Boston Children's Hand Transplant Program is a research study to assess the clinical effectiveness and safety of pediatric hand transplantation.
The Hand Transplant Program at Boston Children's Hospital is a research study that has been reviewed and approved by Boston Children's Institutional Review Board. It is the first pediatric hand transplant program in the world.
Hand transplants are a new medical procedure, most of which are being done as part of research protocols. The first hand transplant in the United States was performed in 1999, and since then over 50 have been done on adults worldwide. To date, there have been no transplants from a donor to a genetically different pediatric patient.
The Hand Transplant Program is being performed under a research protocol which will evaluate the safety and efficacy of hand transplantation in children. Data will be collected on patients who receive a hand transplant as part of this study to measure the outcomes of the procedure and the patients' progress. Patients enrolled in the study will be followed for 10 years or longer.
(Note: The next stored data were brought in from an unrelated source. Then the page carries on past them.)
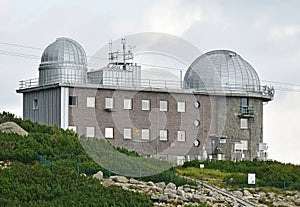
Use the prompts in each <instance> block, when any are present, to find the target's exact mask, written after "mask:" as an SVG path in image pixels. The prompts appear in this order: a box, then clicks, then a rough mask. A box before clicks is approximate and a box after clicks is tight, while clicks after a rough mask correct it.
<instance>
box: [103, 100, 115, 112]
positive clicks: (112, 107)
mask: <svg viewBox="0 0 300 207" xmlns="http://www.w3.org/2000/svg"><path fill="white" fill-rule="evenodd" d="M105 108H106V109H112V108H114V99H113V98H105Z"/></svg>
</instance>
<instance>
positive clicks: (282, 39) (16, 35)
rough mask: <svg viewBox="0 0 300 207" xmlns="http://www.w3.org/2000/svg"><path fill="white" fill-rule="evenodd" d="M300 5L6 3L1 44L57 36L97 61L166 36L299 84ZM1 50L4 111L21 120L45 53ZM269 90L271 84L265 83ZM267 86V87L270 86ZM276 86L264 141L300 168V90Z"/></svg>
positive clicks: (209, 2)
mask: <svg viewBox="0 0 300 207" xmlns="http://www.w3.org/2000/svg"><path fill="white" fill-rule="evenodd" d="M299 8H300V1H297V0H294V1H291V0H286V1H281V0H278V1H277V0H272V1H271V0H267V1H260V0H253V1H238V0H236V1H233V0H226V1H222V0H219V1H214V0H206V1H201V0H182V1H179V0H152V1H149V0H148V1H147V0H135V1H134V0H126V1H117V0H110V1H101V0H64V1H61V0H52V1H45V0H27V1H22V0H0V42H1V43H13V44H19V45H27V46H32V47H37V48H45V47H46V46H47V45H49V44H50V43H51V42H53V41H55V39H56V38H57V37H60V36H65V37H69V38H72V39H75V40H76V41H78V42H79V43H80V44H81V45H82V46H83V47H84V48H85V51H86V53H87V54H88V55H90V56H91V55H93V54H94V53H95V52H96V51H97V50H98V49H99V48H101V47H102V46H103V45H105V44H106V43H107V41H108V40H110V39H117V38H120V37H123V36H125V35H129V34H134V33H139V32H150V31H152V32H163V33H169V34H173V35H177V36H179V37H182V38H184V39H185V40H188V41H189V42H191V43H192V44H194V45H195V46H197V47H198V48H199V49H200V50H202V51H204V52H207V51H210V50H214V49H221V48H222V49H230V50H234V51H236V52H237V53H238V54H240V55H241V56H242V57H243V58H244V59H246V60H247V61H248V62H250V63H251V64H252V65H253V66H254V68H255V69H256V71H257V72H258V74H259V76H260V78H261V80H269V81H270V80H271V81H278V82H285V83H295V84H297V83H298V84H300V70H299V67H300V58H299V57H300V13H299ZM1 43H0V78H1V79H0V84H1V85H0V86H1V87H0V94H1V97H0V110H1V111H4V110H5V111H10V112H13V113H15V114H17V115H21V114H22V105H21V103H22V102H21V95H20V94H16V92H15V89H17V88H18V81H19V80H23V79H28V78H34V77H37V75H38V65H39V62H40V60H39V59H29V58H21V57H16V56H11V55H4V54H2V53H3V51H9V52H18V53H26V54H32V55H36V56H38V57H40V56H41V54H42V50H34V49H28V48H20V47H13V46H8V45H5V44H1ZM264 83H266V82H264ZM268 84H269V83H268ZM273 85H275V88H277V89H280V88H289V89H292V91H288V92H286V91H282V90H277V91H276V94H275V99H274V101H272V102H270V103H268V104H267V105H265V108H264V109H265V114H264V140H265V142H267V143H268V144H269V153H270V158H273V159H276V160H279V161H284V162H292V163H298V164H300V150H299V149H300V127H299V125H300V124H298V123H299V122H298V118H299V116H300V110H299V106H300V87H299V86H289V85H278V84H273Z"/></svg>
Boston Children's Hospital has one of the largest pediatric transplant centers in the country. Our transplant team has extensive experience with solid organ transplants and immunosuppression. This strength, along with our renowned hand surgery and rehabilitation team, research capabilities and pediatric background gives us a unique opportunity to offer this experimental procedure to children who may benefit from it.
About Hand Transplants
During a hand transplantation procedure, hands are recovered from a deceased donor and attached to a living recipient. It's an experimental reconstructive procedure, that when performed successfully, and followed by appropriate rehabilitation, may offer an opportunity to improve the quality of life of the recipient.
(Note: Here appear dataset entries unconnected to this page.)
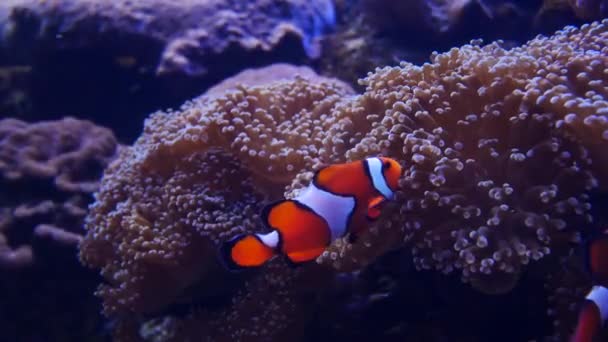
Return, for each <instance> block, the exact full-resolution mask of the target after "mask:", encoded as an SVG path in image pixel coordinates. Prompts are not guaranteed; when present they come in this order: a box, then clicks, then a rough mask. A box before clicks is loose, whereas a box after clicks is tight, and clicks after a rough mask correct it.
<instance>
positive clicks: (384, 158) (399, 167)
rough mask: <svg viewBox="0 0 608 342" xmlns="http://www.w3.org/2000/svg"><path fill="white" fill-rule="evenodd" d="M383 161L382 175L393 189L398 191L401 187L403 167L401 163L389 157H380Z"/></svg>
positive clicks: (388, 185) (390, 186) (391, 188)
mask: <svg viewBox="0 0 608 342" xmlns="http://www.w3.org/2000/svg"><path fill="white" fill-rule="evenodd" d="M378 159H380V161H381V162H382V176H383V177H384V180H385V181H386V184H387V185H388V187H389V188H390V189H391V190H392V191H396V190H397V188H399V178H400V177H401V174H402V172H403V168H402V167H401V165H399V163H398V162H397V161H396V160H394V159H392V158H387V157H379V158H378Z"/></svg>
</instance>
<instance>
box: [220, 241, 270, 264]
mask: <svg viewBox="0 0 608 342" xmlns="http://www.w3.org/2000/svg"><path fill="white" fill-rule="evenodd" d="M220 252H221V258H222V261H223V262H224V265H226V267H227V268H228V269H231V270H240V269H243V268H247V267H258V266H262V265H263V264H264V263H265V262H266V261H268V260H269V259H270V258H272V257H273V256H274V255H275V251H274V250H273V249H272V248H270V247H268V246H266V245H265V244H264V243H263V242H262V240H261V239H260V237H259V236H258V235H257V234H240V235H237V236H235V237H234V238H232V239H231V240H229V241H226V242H225V243H224V244H223V245H222V247H221V248H220Z"/></svg>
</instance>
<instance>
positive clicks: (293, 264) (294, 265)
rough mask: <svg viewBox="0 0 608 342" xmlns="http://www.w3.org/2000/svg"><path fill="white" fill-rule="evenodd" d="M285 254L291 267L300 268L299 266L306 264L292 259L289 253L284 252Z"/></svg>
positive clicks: (284, 255) (294, 267)
mask: <svg viewBox="0 0 608 342" xmlns="http://www.w3.org/2000/svg"><path fill="white" fill-rule="evenodd" d="M283 256H284V257H285V258H284V259H285V262H286V263H287V266H289V268H299V267H302V265H303V264H304V263H302V262H295V261H293V260H291V259H290V258H289V255H287V254H283Z"/></svg>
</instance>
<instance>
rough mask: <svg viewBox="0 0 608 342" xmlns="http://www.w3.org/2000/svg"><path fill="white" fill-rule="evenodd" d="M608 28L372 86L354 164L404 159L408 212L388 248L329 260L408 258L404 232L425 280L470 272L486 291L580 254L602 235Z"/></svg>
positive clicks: (406, 63) (471, 58) (400, 216)
mask: <svg viewBox="0 0 608 342" xmlns="http://www.w3.org/2000/svg"><path fill="white" fill-rule="evenodd" d="M607 26H608V22H606V21H605V22H602V23H594V24H591V25H585V26H583V27H582V28H581V29H575V28H567V29H565V30H563V31H560V32H558V33H557V34H556V35H554V36H553V37H550V38H543V37H539V38H537V39H535V40H532V41H530V42H529V43H528V44H526V45H524V46H522V47H519V48H514V49H511V50H506V49H503V48H502V47H501V46H500V45H499V44H498V43H493V44H490V45H487V46H484V47H481V46H477V45H466V46H464V47H462V48H459V49H457V48H454V49H452V50H450V51H449V52H446V53H443V54H434V55H433V56H432V62H431V63H428V64H425V65H423V66H421V67H417V66H414V65H411V64H408V63H403V64H402V65H401V66H400V67H393V68H388V67H387V68H383V69H377V70H376V72H375V73H372V74H370V75H368V77H367V78H366V79H364V80H363V81H362V82H363V84H364V85H365V86H366V91H365V93H364V94H363V95H362V96H361V97H360V98H357V99H356V100H355V101H354V102H353V103H351V106H352V107H356V108H362V109H361V111H362V112H364V113H366V114H367V120H369V125H370V126H371V130H370V131H369V133H367V134H366V135H365V137H363V139H361V141H360V142H359V143H358V144H357V145H356V146H355V147H354V148H353V149H350V150H349V151H347V152H346V156H347V158H348V159H359V158H362V157H365V156H368V155H373V154H378V153H380V154H385V155H388V156H391V157H395V158H398V159H400V160H401V162H402V164H403V165H404V166H405V174H404V177H403V179H402V182H401V191H400V192H399V193H398V202H399V206H400V208H399V209H398V210H396V211H395V212H392V213H388V214H387V215H386V217H385V218H384V220H381V221H380V222H379V223H378V224H376V225H375V227H372V231H373V232H381V233H379V234H377V235H376V238H373V237H371V236H373V235H375V234H370V236H369V237H367V238H368V239H370V240H367V241H366V240H365V239H364V240H363V241H362V242H361V243H357V244H356V245H350V244H348V243H346V242H344V241H338V242H337V243H336V245H335V246H333V248H331V249H330V250H328V251H327V252H326V253H325V254H324V255H323V256H322V257H321V258H320V261H321V262H328V263H331V264H334V265H339V266H341V267H346V265H351V266H349V267H353V265H354V266H355V267H356V265H358V264H360V262H361V261H364V260H369V258H370V257H371V256H374V255H378V253H382V252H381V250H386V249H387V248H391V247H393V248H394V247H395V245H394V244H393V245H392V246H391V243H389V242H387V240H388V239H391V240H393V243H395V241H398V239H399V234H398V233H396V231H398V230H400V231H402V232H403V235H402V236H401V237H402V238H403V239H404V241H405V243H406V244H411V245H412V246H413V253H414V260H415V263H416V265H417V266H418V268H420V269H434V270H437V271H441V272H445V273H450V272H452V271H455V270H459V272H461V273H462V276H463V278H464V279H465V280H474V282H473V284H474V285H475V286H477V287H479V288H480V289H484V287H485V286H484V283H486V282H484V281H483V278H484V277H485V276H487V275H492V274H495V273H499V274H503V275H504V274H512V275H513V276H514V277H516V276H517V273H518V272H519V271H520V269H521V268H522V267H523V266H524V265H526V264H528V263H530V262H533V261H535V260H540V259H541V258H544V257H545V256H547V255H549V254H550V253H552V252H558V251H560V250H564V249H565V250H568V249H569V248H570V246H571V244H572V243H576V242H577V241H578V239H579V233H580V231H584V230H586V229H588V227H590V224H591V221H592V217H591V215H590V208H591V204H590V200H589V193H590V192H591V191H592V190H594V189H596V188H597V187H598V184H606V182H607V181H608V179H607V178H606V175H607V174H608V172H606V169H605V163H602V161H603V157H602V154H601V152H600V151H601V150H602V149H605V148H606V147H607V145H606V140H605V139H604V137H603V132H604V130H605V125H606V122H607V120H606V113H605V111H606V109H607V107H608V103H607V102H606V100H605V99H606V97H607V92H606V87H605V85H606V73H605V70H606V68H608V59H607V57H606V56H608V54H607V53H606V49H607V47H606V43H607V42H608V40H607V37H608V35H607ZM397 245H399V244H398V243H397ZM366 250H367V251H366ZM558 254H559V252H558ZM513 283H514V282H513ZM504 290H505V291H506V290H508V288H506V289H504Z"/></svg>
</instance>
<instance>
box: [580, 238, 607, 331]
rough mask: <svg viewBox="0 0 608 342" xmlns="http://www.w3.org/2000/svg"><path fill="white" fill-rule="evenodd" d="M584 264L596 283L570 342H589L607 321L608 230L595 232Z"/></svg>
mask: <svg viewBox="0 0 608 342" xmlns="http://www.w3.org/2000/svg"><path fill="white" fill-rule="evenodd" d="M585 254H586V255H585V258H586V264H587V265H586V266H587V268H588V270H589V271H590V273H591V278H592V279H593V282H594V283H595V284H596V285H595V286H593V288H592V289H591V291H589V293H588V294H587V296H586V297H585V303H584V304H583V307H582V308H581V312H580V314H579V318H578V324H577V326H576V331H575V333H574V336H573V338H572V342H591V341H593V340H594V338H596V337H597V335H598V333H599V331H600V330H601V329H602V326H604V323H605V322H606V321H608V230H606V231H604V232H602V233H599V234H596V236H593V237H592V238H591V239H590V240H589V242H588V243H587V246H586V249H585Z"/></svg>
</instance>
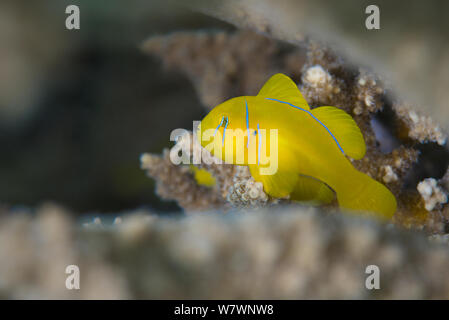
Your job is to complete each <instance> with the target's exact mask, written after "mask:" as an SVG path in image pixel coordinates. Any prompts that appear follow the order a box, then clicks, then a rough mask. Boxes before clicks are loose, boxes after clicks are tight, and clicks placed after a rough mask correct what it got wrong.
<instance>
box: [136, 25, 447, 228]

Hand transplants present unique challenges not seen in most organ transplants. First, the loss of a hand or hands is not life-threatening, so the decision to have a hand transplant cannot be made lightly; each case must be considered very carefully. This serious medical procedure comes with inherent significant risks; each individual considering participation in this research study must discuss the risks in detail with the principal investigator and research staff.
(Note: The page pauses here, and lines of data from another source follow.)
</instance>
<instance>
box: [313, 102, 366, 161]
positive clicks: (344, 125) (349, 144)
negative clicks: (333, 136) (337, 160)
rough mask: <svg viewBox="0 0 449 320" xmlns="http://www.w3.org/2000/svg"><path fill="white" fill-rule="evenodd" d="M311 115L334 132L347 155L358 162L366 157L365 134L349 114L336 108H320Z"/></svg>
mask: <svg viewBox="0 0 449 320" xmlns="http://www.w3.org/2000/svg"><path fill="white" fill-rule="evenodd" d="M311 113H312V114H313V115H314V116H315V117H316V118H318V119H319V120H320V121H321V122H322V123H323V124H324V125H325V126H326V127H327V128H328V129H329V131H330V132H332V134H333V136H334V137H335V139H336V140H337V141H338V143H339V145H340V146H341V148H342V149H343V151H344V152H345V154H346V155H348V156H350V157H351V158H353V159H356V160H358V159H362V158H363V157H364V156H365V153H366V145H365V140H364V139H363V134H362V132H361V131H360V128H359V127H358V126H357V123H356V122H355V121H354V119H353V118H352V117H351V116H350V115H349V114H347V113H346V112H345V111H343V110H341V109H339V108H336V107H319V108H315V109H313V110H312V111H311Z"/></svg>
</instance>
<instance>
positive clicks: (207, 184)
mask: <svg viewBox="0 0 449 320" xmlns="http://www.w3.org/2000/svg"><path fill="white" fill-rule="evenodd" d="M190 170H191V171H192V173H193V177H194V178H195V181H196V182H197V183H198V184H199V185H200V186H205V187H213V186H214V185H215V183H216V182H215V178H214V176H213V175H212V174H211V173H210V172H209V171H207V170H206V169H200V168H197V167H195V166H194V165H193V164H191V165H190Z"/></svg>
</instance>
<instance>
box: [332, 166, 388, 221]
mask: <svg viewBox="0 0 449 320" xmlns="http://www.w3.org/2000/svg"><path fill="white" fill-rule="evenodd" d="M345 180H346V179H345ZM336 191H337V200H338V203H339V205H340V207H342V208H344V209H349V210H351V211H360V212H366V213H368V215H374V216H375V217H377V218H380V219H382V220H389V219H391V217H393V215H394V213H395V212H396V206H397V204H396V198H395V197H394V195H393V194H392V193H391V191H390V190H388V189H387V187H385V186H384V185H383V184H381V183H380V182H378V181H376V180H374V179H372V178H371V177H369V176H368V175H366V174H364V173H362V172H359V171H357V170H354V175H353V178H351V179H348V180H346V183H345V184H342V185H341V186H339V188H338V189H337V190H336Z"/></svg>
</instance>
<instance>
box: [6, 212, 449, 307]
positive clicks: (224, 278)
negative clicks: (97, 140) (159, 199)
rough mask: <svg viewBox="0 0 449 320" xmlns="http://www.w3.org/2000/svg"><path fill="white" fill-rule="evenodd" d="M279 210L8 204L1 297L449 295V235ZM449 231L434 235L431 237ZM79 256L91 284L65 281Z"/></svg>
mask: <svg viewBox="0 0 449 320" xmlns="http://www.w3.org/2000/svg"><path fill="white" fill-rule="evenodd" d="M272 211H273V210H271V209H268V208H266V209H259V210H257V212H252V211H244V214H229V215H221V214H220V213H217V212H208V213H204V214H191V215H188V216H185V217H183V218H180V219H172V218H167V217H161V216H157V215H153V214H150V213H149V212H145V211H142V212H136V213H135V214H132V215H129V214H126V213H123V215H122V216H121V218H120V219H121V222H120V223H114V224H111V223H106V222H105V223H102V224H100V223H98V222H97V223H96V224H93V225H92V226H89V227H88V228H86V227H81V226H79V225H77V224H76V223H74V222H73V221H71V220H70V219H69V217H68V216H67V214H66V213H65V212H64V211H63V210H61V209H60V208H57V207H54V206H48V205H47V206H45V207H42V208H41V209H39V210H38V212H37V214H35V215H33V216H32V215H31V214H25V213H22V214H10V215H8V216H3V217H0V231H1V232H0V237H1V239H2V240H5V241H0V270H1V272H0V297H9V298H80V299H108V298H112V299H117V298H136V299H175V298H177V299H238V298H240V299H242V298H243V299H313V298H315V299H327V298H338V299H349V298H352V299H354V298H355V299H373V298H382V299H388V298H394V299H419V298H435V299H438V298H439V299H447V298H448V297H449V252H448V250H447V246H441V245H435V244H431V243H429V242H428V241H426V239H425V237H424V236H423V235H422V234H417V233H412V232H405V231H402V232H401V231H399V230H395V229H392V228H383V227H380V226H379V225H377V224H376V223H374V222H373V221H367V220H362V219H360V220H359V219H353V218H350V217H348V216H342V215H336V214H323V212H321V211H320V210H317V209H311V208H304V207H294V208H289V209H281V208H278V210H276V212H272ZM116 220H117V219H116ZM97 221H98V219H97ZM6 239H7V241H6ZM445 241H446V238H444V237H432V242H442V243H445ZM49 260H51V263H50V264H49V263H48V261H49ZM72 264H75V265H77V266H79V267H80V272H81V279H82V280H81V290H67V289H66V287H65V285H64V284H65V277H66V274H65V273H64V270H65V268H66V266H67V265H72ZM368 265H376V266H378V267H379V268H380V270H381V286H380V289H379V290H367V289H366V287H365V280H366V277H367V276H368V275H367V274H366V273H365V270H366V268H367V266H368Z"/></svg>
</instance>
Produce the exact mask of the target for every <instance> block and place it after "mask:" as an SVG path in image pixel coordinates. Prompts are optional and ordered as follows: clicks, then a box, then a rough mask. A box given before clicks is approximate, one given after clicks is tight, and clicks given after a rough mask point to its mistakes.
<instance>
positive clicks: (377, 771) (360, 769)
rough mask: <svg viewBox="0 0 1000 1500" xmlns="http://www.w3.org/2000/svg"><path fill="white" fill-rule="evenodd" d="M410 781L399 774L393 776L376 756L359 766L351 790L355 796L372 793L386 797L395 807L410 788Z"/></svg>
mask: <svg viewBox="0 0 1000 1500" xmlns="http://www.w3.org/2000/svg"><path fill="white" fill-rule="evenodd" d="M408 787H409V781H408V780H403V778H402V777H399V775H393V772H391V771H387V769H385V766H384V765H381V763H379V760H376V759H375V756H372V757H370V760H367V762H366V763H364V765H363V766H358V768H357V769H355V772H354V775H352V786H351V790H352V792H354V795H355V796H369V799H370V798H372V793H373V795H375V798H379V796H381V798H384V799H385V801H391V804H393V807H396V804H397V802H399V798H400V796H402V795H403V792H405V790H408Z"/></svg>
And unlike other transplants, in which the transplanted organ automatically functions when placed in the recipient, a hand transplant recipient must undergo extensive physical therapy to gain as much functionality as possible. This rehabilitation may take years.
As with any other transplant, after patients receive a new hand they must take immunosuppression medications for the remainder of their lives--or as long as the hands are in place--which will keep their immune systems from attacking the new organ.
Despite these challenges, the medical field's experience with adult hand transplants, along with constantly evolving transplant techniques, has laid important groundwork for Boston Children's specialists.